Administration of thyroxine daily at a dosage of 6.4 mu g/g body weight stimulates cardiac hypertrophy in both 9--13-month-old (mature, n = 34) and 22--24-month-old (senescent, n = 45) Wistar rats. The increase due to thyroxine as well as the time course of the effect do not change with age, although ventricular wet weight to tibial length ratios are higher in senescent animals at 0, 3, and 7 days of treatment (senescent controls = 0.331; senescent hypertrophied = 0.395; mature controls = 0.295; mature hypertrophied = 0.336). Hypertrophy is maximal after 3 days. beta-Adrenergic receptor levels as measured by stereospecific binding of dihydroalprenolol in mature rats are increased about two-fold after 7 days of thyroxine treatment (mature controls = 35 +/- 3 fmol/mg protein, mature treated = 65 +/- 6 fmol/mg protein). Although both stimulated and control values do not differ significantly between mature and senescent groups (senescent controls = 45 +/- 4 fmol/mg protein, senescent treated = 56 +/- 9 fmol/mg protein), the effect of thyroxine on senescent hearts is not statistically significant.

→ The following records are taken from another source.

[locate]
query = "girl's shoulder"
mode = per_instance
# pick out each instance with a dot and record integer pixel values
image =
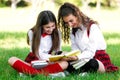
(30, 32)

In addition, 3-day levels do not increase over 0-day controls at either age. No significant differences in either beta-adrenergic receptor concentrations or affinities between age groups are observed at 0, 3, and 7 days of treatment. However, senescent membrane preparations contain 33% more sialic acid (a rough plasma membrane marker) per unit of protein than mature preparations. Thus, the beta-adrenergic receptor density per unit of sialic acid may be reduced very slightly in the senescent hearts.